Using Containers on HPC Resources

Running Your Applications with Ease

Charles Peterson

Learning Objectives 🎯

Welcome!

In this workshop, we will go over using containers on HPC resources, like UCLA’s Hoffman2

  • Understand the basics of containers 📚
  • Used in HPC environments 💻
  • This Workshop will show:
    • Basics of containers
    • Virtualization concepts
    • Give practical example

Files for this Presentation 📁

This presentation can be found on our GitHub page

  • Viewing the slides
  • To download the presentation and example files, run the following command (this will download the files from GitHub):
git clone https://github.com/ucla-oarc-hpc/WS_containers

Containers: The Basics

Containers: The Basics 📦

What Are Containers?

Containers are a powerful way to install and run scientific software.

  • Consistency ✔️
    • Software runs the same way, regardless of where the container is executed.
  • Isolation 🔒
    • Containers do not interfere with other containers or with the host, ensuring a secure execution environment.
  • Lightweight and portable ✈️
    • Same containers can be easily transferred between computers, HPC systems, or cloud providers.
  • Installing software 🛠️
    • Easily install and manage complex scientific software

Containerizing Software 🛠️

Containers allow you to:

  • Package applications along with all their dependencies, configurations, libraries, and binaries. This comprehensive packaging ensures that the application runs consistently everywhere.
  • Easily deploy and run them across different systems, facilitating scalability and flexibility.

Transferring Containers 🚚

Containers allow for:

  • Easy transfer between different HPC resources
  • Ensure consistent environment for your software

Traditional Installation 🏗️

Typically, to use your software on Hoffman2, you need to:

  • Transfer code to Hoffman2
# From Github
git clone https://github.com/charliecpeterson/mysoftware
# From a website
wget https://www.mysoftware.com/software.tar.gz
# Copy code from other machine
scp mysoftware.tar.gz hoffman2.idre.ucla.edu
  • Load Required Modules
module load gcc/10.2.0
module load intel/2022.1.1
  • Compile Your Software
cmake .. -DCMAKE_INSTALL_PREFIX=$HOME/myapps
make ; make install
  • Update software’s environment
export PATH=$HOME/myapps/bin:$PATH
export $LD_LIBRARY_PATH=$HOME/myapps/lib:$LD_LIBRARY_PATH

Caution

Challenges with Installing Software 🛠️

  • Researchers face difficulties in managing software installations:
    • Spend time setting up software on Hoffman2
      • Figuring out how to compile
      • Installing dependencies
    • Having to wait for System Admin help
    • Then start all over when using software on a different HPC resource
  • HPC resources (like Hoffman2) are SHARED resources 👥
    • Researchers are running software on the same computing resource
    • No ‘sudo’ and limited yum/apt-get commands available 🚫

Containers vs. Traditional Install ⚖️

  • Traditional install
    • Software dependencies must be installed on the host system. 📁
    • Conflicts can occur between different software versions. ⚠️
    • Challenging to achieve consistent environments across platforms. 📉
  • Containerization
    • Dependencies are packaged within the container. 🎁
    • No conflicts with the host system or other containers. ☮️
    • Consistent and reproducible environments on any platform. 📈

Container Advantages

  • Bring your own OS 🌎
    • Portability ✈️
    • Reproducibility 🔁
    • Design your own environment 🎨
  • Install your application once:
    • Use on any HPC resource 🌐

  • Easily install software with apt/yum 📦

  • Great if software requires MANY dependencies that would be complex installing on Hoffman2. ⛓️

Understanding Virtualization 🖥️

Before diving into containers, it’s important to first understand virtualization, the technology that paved the way.

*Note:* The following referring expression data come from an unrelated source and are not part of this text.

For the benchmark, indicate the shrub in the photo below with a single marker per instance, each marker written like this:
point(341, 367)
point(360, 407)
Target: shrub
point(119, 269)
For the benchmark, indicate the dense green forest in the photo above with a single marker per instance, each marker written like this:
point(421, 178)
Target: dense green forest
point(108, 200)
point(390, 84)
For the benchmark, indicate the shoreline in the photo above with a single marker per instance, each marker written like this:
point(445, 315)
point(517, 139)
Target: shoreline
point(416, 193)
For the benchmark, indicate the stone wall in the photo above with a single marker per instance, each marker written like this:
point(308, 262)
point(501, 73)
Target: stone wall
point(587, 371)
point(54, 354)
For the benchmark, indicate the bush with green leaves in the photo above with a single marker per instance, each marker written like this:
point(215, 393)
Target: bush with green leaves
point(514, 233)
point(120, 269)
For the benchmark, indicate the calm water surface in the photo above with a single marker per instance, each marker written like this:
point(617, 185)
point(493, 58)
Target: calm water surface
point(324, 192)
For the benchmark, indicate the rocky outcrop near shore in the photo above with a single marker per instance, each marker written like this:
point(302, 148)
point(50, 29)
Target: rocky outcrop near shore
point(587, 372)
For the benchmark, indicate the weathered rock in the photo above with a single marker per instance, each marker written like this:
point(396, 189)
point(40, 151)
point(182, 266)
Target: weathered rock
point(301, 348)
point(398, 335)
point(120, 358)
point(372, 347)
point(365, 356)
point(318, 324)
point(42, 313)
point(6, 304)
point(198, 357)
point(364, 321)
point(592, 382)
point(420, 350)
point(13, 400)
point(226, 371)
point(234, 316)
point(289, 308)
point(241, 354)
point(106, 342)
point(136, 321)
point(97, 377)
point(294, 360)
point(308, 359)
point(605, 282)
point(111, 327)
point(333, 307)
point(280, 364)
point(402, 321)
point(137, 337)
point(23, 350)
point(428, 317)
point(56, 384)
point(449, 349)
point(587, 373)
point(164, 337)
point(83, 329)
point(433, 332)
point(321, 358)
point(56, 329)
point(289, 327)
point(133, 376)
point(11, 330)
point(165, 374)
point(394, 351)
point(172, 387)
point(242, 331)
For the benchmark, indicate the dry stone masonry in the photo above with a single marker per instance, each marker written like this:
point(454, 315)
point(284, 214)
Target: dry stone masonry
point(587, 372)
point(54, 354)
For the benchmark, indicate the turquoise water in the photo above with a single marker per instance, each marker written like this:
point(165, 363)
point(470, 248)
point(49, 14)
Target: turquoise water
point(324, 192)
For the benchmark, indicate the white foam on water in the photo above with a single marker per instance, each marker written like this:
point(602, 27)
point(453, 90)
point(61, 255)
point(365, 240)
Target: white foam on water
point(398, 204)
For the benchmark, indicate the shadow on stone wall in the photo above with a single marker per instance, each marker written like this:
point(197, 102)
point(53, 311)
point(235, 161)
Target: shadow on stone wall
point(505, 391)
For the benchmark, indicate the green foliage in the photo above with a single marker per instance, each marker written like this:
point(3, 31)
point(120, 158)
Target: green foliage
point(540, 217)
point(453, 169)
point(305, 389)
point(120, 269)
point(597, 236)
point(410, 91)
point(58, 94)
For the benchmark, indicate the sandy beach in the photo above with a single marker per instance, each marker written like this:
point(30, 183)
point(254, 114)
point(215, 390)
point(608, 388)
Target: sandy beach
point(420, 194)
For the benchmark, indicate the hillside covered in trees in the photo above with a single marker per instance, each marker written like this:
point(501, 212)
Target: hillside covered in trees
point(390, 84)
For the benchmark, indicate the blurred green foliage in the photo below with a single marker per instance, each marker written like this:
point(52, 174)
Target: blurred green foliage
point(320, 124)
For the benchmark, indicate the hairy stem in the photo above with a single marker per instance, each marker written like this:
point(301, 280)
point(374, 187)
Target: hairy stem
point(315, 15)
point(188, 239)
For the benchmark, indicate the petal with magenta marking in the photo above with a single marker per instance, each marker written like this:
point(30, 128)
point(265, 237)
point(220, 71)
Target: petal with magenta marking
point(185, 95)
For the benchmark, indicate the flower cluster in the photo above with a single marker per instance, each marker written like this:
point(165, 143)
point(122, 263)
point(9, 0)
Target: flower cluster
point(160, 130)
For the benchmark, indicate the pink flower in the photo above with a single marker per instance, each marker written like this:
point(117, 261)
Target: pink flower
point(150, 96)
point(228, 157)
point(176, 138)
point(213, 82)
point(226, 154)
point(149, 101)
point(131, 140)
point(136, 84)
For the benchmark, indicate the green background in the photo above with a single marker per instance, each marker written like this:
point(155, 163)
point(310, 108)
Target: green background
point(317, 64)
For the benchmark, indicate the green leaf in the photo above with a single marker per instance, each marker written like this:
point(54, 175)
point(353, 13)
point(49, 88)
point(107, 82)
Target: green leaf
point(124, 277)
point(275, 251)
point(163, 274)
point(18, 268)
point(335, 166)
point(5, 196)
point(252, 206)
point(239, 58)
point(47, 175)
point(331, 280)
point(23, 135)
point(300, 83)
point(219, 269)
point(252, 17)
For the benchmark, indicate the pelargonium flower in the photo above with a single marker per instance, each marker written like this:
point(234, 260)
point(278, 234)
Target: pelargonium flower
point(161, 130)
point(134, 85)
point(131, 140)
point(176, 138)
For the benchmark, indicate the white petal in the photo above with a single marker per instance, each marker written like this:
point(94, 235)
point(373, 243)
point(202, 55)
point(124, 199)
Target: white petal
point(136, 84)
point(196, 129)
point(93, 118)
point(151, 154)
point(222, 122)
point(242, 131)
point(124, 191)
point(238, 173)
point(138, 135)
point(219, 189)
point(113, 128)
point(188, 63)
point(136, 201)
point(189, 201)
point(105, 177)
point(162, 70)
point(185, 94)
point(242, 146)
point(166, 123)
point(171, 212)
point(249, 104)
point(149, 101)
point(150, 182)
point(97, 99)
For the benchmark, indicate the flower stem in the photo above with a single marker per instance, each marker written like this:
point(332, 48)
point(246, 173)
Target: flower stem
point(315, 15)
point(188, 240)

  • What is Virtualization?
    • Allows multiple isolated environments to run on a single physical machine.
    • Improves resource efficiency by sharing hardware among different virtual machines.
    • Forms the foundation for modern containerization.

Matrix GIF

Types of Virtualization 📐

  1. Hardware Virtualization - Virtual Machines (VMs)
    • Creates virtual machines with independent OS and resources on a single physical host.
    • Ideal for running different operating systems or when complete OS isolation is required.
    • Example: VirtualBox, VMware, AWS EC2
  2. Operating System Virtualization - Containers ✅
    • Allows multiple isolated user-space instances on the same OS kernel.
    • Efficient and lightweight, suitable for microservices and scalable applications.
    • Example: Docker, Apptainer, Kubernetes
  3. Application Virtualization
    • Packages applications and their dependencies for execution on any compatible system.
    • Perfect for deploying apps without worrying about system compatibility or installing dependencies.
    • Example: App-V, ThinApp, Turbo

Bare Metal Setup: No Virtualization 💻

  • ‘Bare metal’ refers to physical servers running directly on hardware without virtualization. 🔧
    • Similar to running software directly on your laptop
  • Software is installed directly on the host operating system. 💿
  • Uses the pysical hardware such as CPU, memory, and storage 📊
  • ✨ Advantages: High performance, direct access to hardware, low overhead. 👍
  • ⚠️ Limitations: Less flexibility, limited isolation between applications, potential underutilization of resources. 👎
  • Software runs directly on OS from the physical hardware

  • Typical applications are in this fashion

    • Most module load software

Virtual Machines (VMs): Hardware-Level 🖥️

  • VMs emulate physical computers and run multiple operating systems on a computer.
  • Each VM has its own ‘virtual’ hardware, including CPU, memory, and storage. 💾
  • VMs are managed by a hypervisor (e.g., VirtualBox, VMware) that abstracts the physical hardware. 🎛️
  • VMs provide isolation between environments 🛡️


  • Applications running inside of a VM are running on a completely different set of (virtual) resources

  • A “Machine” within a “Machine”

OS Virtualization: Containers 🐳

  • OS virtualization with containers allows multiple, isolated user-space instances to run on a single host OS.
  • Containers share the host OS kernel but have their own file system, libraries, and dependencies.
  • Containerization provides a consistent and reproducible environment across platforms.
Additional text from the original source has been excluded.